Longer commutes can also affect damages. A Moorpark worker may be sent to a farther location after the claim or removed from a regular Ventura County route. Gas records, dispatch texts, and changed start times may show that the new assignment was worse. These details can support the story behind the wage loss.

Yazdchi Law looks for the protected act, the punishment, and the connection between them. The firm also checks the one-year deadline. Moorpark workers can call (661) 273-1780.

Moorpark retaliation proof often starts with the ordinary work record. A Moorpark College employee may have clean reviews before an injury. A warehouse worker near the 23 Freeway may be offered heavy tasks right after a doctor gives limits. A nursery or ranch worker may lose days after asking for a claim form. A store worker near Los Angeles Avenue may be told the job disappeared during medical leave. We line up the dates in a simple order: report, claim form, doctor note, employer response, and job action. That order helps the judge see whether the punishment followed the workers' comp claim.
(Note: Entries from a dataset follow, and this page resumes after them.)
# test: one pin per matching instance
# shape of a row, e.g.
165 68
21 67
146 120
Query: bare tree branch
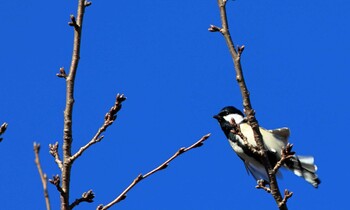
3 128
162 166
77 23
110 117
250 113
54 153
285 155
56 180
43 176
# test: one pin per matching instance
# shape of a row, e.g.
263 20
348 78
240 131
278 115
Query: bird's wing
281 132
258 172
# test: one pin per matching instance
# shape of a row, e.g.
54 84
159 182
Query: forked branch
250 113
43 176
162 166
110 117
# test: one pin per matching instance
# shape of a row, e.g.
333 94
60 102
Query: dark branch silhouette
43 176
3 128
162 166
249 111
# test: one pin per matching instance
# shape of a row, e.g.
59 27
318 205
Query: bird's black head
227 111
225 116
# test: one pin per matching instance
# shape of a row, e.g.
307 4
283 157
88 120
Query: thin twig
287 195
262 185
56 180
110 117
250 113
162 166
54 153
285 155
85 197
3 128
43 176
77 23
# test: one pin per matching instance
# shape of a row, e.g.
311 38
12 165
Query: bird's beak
218 117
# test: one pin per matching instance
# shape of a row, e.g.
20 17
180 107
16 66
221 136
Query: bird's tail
304 166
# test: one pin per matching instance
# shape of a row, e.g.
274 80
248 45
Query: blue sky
176 76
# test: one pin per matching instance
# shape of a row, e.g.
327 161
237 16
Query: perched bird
274 140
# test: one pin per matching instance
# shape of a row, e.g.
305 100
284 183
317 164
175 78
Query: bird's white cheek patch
236 117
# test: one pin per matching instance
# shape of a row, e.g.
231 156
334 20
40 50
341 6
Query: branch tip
240 49
73 22
214 28
262 185
62 73
287 195
87 3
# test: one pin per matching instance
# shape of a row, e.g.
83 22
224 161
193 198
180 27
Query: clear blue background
176 76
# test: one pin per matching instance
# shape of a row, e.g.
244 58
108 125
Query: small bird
274 141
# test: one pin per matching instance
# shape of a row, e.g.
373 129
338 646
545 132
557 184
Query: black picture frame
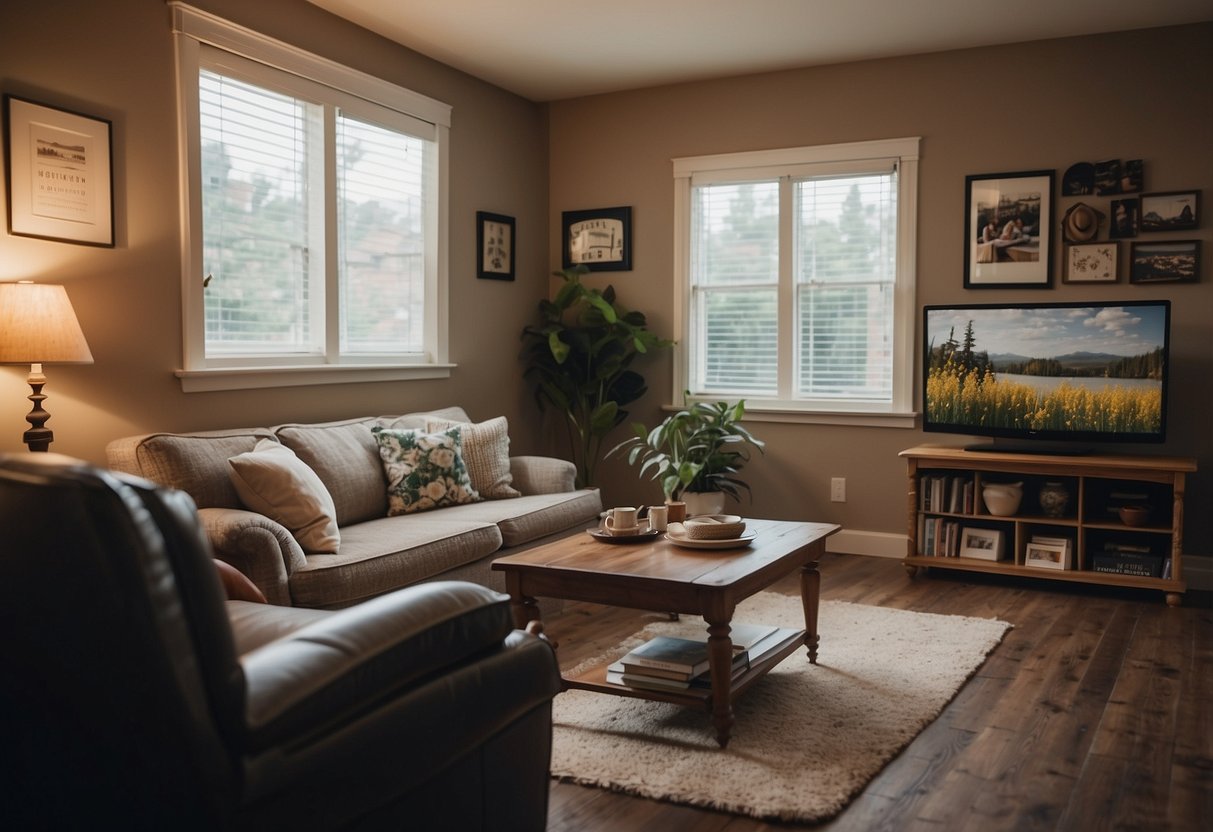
1000 254
1171 211
58 167
1165 261
599 239
494 246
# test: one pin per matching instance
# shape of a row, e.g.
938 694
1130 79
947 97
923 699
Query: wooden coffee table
660 576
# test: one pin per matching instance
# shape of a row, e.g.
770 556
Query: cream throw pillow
487 454
273 482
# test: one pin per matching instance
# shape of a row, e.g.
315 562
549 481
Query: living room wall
1137 95
114 60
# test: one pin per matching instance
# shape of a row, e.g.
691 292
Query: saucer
706 543
632 537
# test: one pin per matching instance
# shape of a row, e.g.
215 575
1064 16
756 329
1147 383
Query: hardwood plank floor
1094 713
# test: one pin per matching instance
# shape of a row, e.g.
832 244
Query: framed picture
1091 262
599 239
1126 218
981 543
1173 261
1047 554
60 181
1008 235
495 244
1174 211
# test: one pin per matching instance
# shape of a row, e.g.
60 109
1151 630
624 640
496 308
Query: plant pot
704 502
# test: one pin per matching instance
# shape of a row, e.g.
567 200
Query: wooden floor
1094 713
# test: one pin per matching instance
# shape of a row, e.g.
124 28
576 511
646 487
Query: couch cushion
383 554
425 471
525 519
191 462
272 480
345 456
487 454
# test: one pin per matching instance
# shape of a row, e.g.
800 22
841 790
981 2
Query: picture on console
1051 370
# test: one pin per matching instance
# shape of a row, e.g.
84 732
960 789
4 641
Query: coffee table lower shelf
594 678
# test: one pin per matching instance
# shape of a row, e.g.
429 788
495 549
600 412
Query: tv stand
951 526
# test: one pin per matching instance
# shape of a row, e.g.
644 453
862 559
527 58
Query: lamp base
38 437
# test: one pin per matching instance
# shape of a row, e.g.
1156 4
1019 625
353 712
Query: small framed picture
981 543
1173 211
1126 218
1174 261
1091 262
598 239
495 244
1047 556
1008 231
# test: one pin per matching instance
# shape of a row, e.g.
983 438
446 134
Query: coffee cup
620 520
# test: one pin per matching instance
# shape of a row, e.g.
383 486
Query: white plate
729 543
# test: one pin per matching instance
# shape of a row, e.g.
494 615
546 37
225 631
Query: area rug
807 739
That same timeline can also protect workers who commute from Simi Valley, Thousand Oaks, or Camarillo but were hurt on a Moorpark job site.

Documentation matters.

Frequently Asked Questions

Where does a Moorpark worker file a retaliation petition?

Moorpark workers' comp retaliation petitions are handled at the Oxnard WCAB. The petition is usually connected to the same workers' compensation claim file.
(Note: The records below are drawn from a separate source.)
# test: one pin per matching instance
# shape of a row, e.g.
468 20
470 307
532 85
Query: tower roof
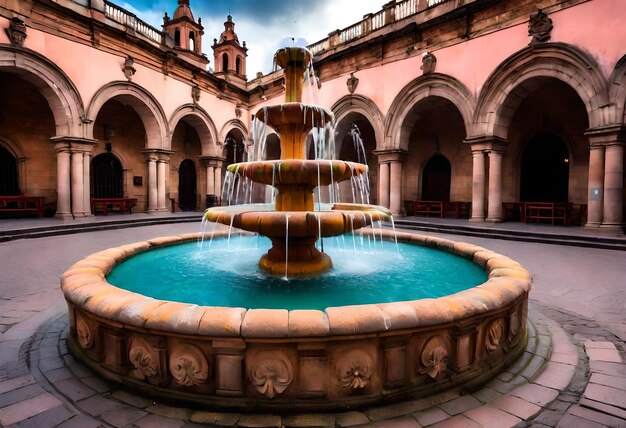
183 10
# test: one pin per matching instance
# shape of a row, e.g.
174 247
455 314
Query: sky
265 25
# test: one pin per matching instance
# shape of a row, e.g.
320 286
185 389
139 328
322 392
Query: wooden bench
550 211
107 205
22 204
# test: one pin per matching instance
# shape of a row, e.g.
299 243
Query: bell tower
185 34
228 55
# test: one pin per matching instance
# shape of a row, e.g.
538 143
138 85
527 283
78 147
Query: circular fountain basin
297 360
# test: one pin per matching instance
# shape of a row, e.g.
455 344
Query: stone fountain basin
300 360
311 173
263 219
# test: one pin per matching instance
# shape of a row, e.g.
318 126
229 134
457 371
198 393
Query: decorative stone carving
188 365
495 334
143 357
84 332
539 27
434 357
429 63
128 69
354 370
352 83
17 32
271 372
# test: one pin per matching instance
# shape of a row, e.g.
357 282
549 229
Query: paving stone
556 375
614 381
123 415
219 419
599 417
97 405
459 421
156 421
258 421
516 406
431 416
50 417
20 394
74 389
27 408
487 395
569 421
404 422
310 420
536 394
610 355
606 394
460 405
492 417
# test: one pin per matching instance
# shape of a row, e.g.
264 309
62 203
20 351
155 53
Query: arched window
187 196
106 177
545 170
436 179
225 62
8 174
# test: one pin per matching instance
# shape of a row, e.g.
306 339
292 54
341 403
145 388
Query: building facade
484 101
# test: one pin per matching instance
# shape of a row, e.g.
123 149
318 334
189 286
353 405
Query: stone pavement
572 374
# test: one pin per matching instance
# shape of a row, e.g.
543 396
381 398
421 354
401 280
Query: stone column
478 186
383 188
613 187
395 193
152 185
595 197
64 209
161 190
494 206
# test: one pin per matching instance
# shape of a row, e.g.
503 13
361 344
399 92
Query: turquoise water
226 273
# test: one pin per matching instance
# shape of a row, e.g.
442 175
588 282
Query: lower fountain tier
295 171
262 219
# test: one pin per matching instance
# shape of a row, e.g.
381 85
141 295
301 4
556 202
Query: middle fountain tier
293 224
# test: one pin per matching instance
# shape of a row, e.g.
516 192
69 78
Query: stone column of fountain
294 226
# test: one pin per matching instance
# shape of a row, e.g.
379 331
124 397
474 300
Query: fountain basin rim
84 286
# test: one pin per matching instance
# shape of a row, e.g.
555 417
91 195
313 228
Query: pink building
493 103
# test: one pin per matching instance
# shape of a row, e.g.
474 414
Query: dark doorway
436 179
106 177
187 199
8 174
545 170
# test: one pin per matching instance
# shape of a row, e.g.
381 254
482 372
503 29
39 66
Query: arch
617 93
55 86
200 120
397 128
146 106
505 88
364 106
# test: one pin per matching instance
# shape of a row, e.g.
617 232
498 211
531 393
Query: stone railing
392 12
130 21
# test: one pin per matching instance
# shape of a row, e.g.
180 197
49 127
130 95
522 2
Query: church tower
186 34
228 55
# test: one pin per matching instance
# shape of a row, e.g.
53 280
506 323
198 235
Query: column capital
606 135
73 144
486 143
390 156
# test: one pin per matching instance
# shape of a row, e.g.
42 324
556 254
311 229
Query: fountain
297 360
293 225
Can my employer refuse light duty after I file a claim?

A refusal of light duty can support a retaliation claim if it happened because of the workers' comp claim. The facts matter, including doctor restrictions and how other workers were treated.

What if my supervisor only threatened to fire me?
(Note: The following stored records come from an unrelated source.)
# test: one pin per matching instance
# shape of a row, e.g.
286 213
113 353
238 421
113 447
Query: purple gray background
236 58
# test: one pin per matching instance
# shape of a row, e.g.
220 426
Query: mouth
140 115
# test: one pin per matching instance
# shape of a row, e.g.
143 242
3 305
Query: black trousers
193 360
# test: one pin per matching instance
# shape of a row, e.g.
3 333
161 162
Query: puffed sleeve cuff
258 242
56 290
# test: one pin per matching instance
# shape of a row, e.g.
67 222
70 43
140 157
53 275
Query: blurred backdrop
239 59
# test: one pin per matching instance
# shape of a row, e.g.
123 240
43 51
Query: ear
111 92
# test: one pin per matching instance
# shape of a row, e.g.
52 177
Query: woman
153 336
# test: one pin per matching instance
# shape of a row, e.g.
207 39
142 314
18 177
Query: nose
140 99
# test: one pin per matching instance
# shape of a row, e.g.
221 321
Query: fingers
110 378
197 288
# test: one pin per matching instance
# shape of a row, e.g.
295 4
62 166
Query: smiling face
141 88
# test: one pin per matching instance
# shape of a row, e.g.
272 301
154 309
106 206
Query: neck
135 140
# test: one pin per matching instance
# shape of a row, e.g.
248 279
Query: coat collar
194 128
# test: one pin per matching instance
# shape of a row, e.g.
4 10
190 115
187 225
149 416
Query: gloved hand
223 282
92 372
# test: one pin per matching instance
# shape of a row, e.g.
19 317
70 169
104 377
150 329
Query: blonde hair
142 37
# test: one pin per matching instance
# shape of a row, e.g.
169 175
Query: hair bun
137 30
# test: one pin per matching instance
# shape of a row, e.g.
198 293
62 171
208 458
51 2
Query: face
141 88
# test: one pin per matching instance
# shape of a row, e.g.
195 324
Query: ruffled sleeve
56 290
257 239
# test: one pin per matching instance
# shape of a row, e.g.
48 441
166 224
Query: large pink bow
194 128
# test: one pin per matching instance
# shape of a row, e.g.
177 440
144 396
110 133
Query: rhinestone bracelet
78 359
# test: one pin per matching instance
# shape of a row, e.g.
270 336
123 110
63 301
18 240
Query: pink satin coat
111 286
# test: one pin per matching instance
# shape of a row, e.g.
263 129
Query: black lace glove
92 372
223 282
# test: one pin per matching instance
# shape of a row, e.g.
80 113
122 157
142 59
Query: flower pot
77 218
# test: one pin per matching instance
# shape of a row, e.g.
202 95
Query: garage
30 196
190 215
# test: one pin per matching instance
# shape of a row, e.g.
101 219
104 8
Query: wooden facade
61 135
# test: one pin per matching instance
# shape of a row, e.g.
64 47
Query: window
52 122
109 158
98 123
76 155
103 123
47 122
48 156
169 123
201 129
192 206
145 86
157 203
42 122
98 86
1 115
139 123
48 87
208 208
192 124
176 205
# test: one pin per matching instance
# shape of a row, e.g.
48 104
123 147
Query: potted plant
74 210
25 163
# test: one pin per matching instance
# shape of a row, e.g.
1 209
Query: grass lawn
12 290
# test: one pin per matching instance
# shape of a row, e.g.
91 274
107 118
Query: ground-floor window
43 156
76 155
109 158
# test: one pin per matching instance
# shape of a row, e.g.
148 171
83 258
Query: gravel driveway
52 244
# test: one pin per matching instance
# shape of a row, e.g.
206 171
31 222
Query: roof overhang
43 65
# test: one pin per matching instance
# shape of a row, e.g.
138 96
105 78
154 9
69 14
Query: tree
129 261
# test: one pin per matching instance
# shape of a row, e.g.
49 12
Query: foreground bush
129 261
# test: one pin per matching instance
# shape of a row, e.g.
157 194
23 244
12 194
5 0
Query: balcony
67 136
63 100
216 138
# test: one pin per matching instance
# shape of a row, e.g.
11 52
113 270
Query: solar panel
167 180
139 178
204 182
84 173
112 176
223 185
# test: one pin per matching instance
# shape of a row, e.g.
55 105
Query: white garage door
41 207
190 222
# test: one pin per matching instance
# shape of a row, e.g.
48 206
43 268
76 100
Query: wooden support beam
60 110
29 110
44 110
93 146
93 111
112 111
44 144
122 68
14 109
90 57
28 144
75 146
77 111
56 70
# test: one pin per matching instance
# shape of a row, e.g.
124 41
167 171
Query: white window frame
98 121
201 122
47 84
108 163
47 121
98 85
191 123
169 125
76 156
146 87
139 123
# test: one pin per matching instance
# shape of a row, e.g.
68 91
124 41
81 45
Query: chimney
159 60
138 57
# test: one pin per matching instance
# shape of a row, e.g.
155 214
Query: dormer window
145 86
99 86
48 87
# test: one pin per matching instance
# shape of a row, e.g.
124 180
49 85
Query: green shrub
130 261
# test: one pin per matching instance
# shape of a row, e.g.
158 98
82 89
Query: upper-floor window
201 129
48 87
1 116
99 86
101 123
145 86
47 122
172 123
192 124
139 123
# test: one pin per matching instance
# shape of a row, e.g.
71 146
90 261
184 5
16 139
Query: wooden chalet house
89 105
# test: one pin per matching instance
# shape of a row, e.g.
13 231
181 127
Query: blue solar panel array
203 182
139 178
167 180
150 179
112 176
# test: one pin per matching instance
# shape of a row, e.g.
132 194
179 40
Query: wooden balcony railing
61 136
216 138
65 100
A threat can matter. Save the exact words, date, location, and names of anyone who heard it. Threats tied to a claim should be reviewed quickly.

How long do I have in Moorpark?

The deadline is one year from the bad act. That may be the firing, threat, demotion, hour cut, shift change, or refusal of modified work.

What records help prove retaliation?

Useful records include claim forms, work status notes, time cards, schedules, texts, emails, route sheets, crew lists, reviews, and write-ups before and after the injury.

Can an undocumented worker bring a retaliation claim?

Yes. California protects immigrant workers in workplace rights cases. Labor Code sections 1171.5 and 244 address immigration threats and related conduct.

Can the petition recover lost wages?

Lost wages are one of the possible remedies when retaliation is proven. The WCAB may also consider reinstatement and a 50 percent compensation increase up to $10,000.

Who can review a Moorpark fired-for-filing case?

Call Yazdchi Law at (661) 273-1780. Eman Yazdchi is a Certified Specialist in Workers' Compensation Law, certified by the California Board of Legal Specialization, State Bar of California.

Last reviewed by Eman Yazdchi, Esq., June 2026.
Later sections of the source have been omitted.